4. The method according to claim 1, characterized in that, by means of the admixing device (30), which is formed as a dynamically or statically functioning mixing head (32), components of the flow-capable, in particular fluid foam material (28) are supplied to the mixing head (32) via at least two supply lines (34) connected to said mixing head in order to subsequently be introduced in a corresponding predeterminable mix ratio via the lance-shaped input device (36) into the gas working chamber (16) of the accumulator (10).

5. The method according to claim 1, characterized in that the individual components which are to be mixed with one another by means of the admixing device (36) in order to create the flow-capable, in particular fluid foam material (28) are selected as follows:

polyols, in particular in the form of long-chain polyether polyols;

foaming agents, in particular in the form of water; and

crosslinkers, in particular in the form of diglycolamine, preferably supplemented with:

catalysts, in particular in the form of amine catalysts and/or tin catalysts;

retarders;

flame retardants; and

stabilizers, in particular in the form of silicone compounds.
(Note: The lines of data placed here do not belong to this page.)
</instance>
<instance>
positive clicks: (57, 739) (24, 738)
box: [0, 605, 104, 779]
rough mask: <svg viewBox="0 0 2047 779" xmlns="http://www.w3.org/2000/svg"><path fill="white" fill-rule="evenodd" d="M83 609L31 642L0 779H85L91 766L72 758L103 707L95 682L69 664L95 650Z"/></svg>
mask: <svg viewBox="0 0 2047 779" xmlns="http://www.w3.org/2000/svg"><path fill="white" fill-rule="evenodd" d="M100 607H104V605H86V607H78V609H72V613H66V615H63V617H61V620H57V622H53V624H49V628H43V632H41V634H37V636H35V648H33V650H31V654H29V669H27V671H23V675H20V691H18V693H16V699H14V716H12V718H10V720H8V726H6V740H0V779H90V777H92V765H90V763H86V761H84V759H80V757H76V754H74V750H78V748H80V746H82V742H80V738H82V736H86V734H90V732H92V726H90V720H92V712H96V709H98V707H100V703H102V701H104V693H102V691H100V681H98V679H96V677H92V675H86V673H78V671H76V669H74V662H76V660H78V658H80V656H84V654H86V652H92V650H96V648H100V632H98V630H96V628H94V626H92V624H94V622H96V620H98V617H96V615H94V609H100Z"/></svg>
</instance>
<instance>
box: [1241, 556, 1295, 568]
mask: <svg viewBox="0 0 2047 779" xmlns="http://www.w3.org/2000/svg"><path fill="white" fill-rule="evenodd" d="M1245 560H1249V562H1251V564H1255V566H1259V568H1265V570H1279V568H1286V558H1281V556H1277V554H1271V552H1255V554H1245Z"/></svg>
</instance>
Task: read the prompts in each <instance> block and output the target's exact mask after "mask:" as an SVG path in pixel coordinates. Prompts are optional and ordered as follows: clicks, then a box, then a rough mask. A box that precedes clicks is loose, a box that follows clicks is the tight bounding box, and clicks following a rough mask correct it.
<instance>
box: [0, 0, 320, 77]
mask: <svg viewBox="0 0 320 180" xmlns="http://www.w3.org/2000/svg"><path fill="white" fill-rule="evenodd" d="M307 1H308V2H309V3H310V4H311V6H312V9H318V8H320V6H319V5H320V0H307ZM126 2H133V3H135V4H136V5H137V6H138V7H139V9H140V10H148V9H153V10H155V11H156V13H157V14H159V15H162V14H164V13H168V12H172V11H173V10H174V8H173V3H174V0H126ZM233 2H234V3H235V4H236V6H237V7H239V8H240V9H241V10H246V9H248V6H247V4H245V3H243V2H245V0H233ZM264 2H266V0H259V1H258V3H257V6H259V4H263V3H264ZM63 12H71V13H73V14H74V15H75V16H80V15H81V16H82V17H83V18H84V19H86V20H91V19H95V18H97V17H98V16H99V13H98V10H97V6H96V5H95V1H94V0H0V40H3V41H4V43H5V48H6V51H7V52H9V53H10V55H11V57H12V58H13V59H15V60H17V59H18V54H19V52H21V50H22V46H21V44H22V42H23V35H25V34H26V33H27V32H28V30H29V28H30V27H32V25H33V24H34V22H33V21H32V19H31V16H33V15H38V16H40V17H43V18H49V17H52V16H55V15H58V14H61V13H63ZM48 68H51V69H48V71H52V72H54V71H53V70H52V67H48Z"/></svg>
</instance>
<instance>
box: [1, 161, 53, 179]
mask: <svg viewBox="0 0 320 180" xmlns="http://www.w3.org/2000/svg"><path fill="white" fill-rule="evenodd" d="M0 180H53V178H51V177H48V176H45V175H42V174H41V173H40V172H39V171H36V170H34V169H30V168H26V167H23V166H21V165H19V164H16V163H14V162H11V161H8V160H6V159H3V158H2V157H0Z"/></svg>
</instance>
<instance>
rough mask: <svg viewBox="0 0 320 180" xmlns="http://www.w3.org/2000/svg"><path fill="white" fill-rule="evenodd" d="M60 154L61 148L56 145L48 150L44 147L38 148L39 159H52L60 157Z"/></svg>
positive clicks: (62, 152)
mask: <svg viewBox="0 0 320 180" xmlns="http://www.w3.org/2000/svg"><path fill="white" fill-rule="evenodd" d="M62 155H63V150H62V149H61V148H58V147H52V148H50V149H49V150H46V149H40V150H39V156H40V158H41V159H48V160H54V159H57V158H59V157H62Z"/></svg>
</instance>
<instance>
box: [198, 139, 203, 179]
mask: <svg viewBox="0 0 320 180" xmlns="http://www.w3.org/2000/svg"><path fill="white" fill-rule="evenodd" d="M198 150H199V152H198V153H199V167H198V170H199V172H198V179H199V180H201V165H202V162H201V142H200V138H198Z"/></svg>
6. The method according to claim 1, characterized in that the foam material (38) hardened in situ in the pressure accumulator (10) is formed with open cells with a recovery capability as a 3D structure of 97 to 98%.

7. The method according to claim 1, characterized in that the volumetric weight of the hardened foam material (38) is selected in a range from 50 g/dm3 to 150 g/dm3 per liter of input volume of flow-capable, in particular fluid foam material (28).
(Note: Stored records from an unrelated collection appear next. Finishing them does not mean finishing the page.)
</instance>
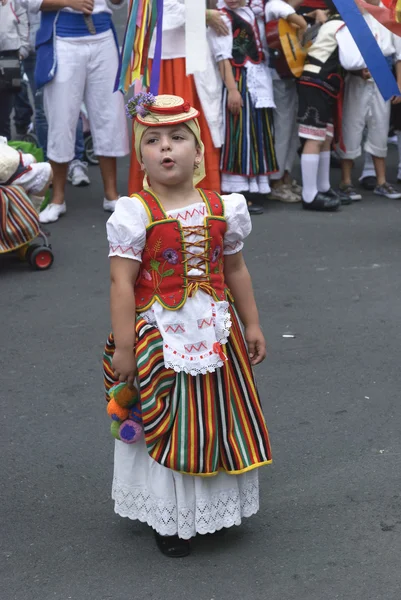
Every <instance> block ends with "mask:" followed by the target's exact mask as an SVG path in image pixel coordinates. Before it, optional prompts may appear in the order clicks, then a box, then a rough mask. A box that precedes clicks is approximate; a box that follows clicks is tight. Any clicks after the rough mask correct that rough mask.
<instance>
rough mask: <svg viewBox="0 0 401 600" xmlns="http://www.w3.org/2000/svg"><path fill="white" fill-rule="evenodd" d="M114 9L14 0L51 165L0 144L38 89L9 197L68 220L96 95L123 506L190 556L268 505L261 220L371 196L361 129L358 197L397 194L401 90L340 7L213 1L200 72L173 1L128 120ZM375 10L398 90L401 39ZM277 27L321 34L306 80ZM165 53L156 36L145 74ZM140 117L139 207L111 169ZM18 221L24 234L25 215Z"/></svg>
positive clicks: (320, 34) (112, 417)
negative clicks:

8. The method according to claim 1, characterized in that the heat capacity of the hardened foam material (38) is selected at 20° C.>1 J/gK.

9. The method according to claim 1, characterized in that the flow resistance of the foam (38) is selected in a range from 1400 to 3800 Ns/m3.

10. The method according to claim 1, characterized in that the temperature stability in a closed accumulator bladder (12) as the elastically flexible separating element and with insertion of dry inert gas as the working gas introduced into the gas working chamber (16) of the accumulator (10) is selected in a range from −40° C. to 140° C.

11. The method according to claim 1, characterized in that, on the basis of the respective selected expansion speed together with the pressure gradient values during foaming, cells are obtained in the finished foam (38) in the range from 0.01 mm3 to 375 mm3.